Os dados de 2024 mostram que, na média geral, os trabalhadores brancos recebem 65,9% a mais que os pretos ou pardos. A diferença de gênero também é expressiva: os homens ganham, em média, 27,2% a mais que as mulheres.
Desigualdade se amplia no topo
A disparidade se torna ainda mais gritante quando analisados os cargos de direção e gerência, que têm os maiores salários. Nessa posição:
- Diretores e gerentes brancos recebem R$ 9.831, enquanto os negros ganham R$ 6.446, uma diferença de 34% (ou R$ 3.385 a menos).

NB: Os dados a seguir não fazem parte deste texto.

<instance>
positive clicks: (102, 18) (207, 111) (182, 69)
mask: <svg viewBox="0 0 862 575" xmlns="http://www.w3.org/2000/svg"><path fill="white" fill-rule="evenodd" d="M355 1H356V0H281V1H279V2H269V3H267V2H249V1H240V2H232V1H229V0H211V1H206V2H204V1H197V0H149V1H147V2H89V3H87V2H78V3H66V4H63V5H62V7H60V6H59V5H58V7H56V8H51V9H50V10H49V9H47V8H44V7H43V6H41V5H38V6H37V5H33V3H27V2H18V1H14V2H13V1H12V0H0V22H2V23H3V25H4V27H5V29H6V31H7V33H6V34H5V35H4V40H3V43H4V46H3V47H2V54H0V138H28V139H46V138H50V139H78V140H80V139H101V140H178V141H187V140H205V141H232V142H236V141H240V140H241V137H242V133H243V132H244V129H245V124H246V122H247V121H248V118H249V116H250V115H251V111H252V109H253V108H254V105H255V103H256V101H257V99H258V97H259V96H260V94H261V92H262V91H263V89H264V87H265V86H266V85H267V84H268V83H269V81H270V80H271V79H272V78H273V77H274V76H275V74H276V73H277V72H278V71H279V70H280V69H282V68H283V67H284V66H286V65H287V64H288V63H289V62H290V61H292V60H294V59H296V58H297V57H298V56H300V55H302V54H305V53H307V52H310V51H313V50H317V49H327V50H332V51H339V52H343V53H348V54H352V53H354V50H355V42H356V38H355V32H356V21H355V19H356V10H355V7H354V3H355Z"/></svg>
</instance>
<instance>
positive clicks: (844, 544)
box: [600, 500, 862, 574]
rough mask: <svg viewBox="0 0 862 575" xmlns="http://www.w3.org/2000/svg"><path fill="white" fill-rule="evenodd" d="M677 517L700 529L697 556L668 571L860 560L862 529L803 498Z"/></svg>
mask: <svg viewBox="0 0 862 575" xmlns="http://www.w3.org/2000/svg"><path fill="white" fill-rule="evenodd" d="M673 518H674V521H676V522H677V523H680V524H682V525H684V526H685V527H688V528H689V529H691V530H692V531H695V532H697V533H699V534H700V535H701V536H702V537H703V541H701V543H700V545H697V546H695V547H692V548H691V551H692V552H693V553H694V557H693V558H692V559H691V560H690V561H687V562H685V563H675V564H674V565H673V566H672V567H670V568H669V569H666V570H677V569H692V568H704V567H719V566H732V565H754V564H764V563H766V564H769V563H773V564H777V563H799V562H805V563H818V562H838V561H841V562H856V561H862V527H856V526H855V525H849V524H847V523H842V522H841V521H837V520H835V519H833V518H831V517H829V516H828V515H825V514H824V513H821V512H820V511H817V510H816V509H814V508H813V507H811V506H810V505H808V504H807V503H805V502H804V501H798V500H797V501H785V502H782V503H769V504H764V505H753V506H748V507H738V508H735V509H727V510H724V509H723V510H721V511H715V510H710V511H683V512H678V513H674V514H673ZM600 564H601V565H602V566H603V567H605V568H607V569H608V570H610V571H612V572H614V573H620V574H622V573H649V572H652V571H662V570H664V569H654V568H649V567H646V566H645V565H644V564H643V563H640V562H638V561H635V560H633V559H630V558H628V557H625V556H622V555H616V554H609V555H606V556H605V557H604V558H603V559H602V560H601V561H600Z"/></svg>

- Homens nessas funções têm rendimento médio de R$ 10.073, contra R$ 6.776 das mulheres.
Outro grupo com grande desigualdade é o de profissionais das ciências e intelectuais, onde brancos ganham R$ 7.412, e negros, R$ 5.192.
Distribuição desigual da força de trabalho
O estudo também evidencia uma segregação ocupacional. Enquanto os homens se concentram mais em trabalhos industriais e da construção (19,9%), as mulheres predominam em serviços e vendas (29,8%).
A divisão por raça é similar: 17,7% dos trabalhadores brancos estão em cargos de ciências e intelectuais, ante apenas 8,6% dos negros. Por outro lado, 20,3% dos negros exercem ocupações elementares (de menor qualificação e remuneração), percentual quase o dobro dos brancos (10,9%).
Educação não anula o abismo
Ter ensino superior completo não elimina a desigualdade. Nesse nível de instrução, os brancos recebem R$ 43,20 por hora, valor 44,6% superior aos R$ 29,90 dos negros. Na comparação de gênero com diploma, a diferença a favor dos homens chega a 45,3%. E a informalidade também demonstra disparidade: a taxa no país é de 40,6%, mas afeta desproporcionalmente os trabalhadores negros (45,6%) em comparação com os brancos (34%).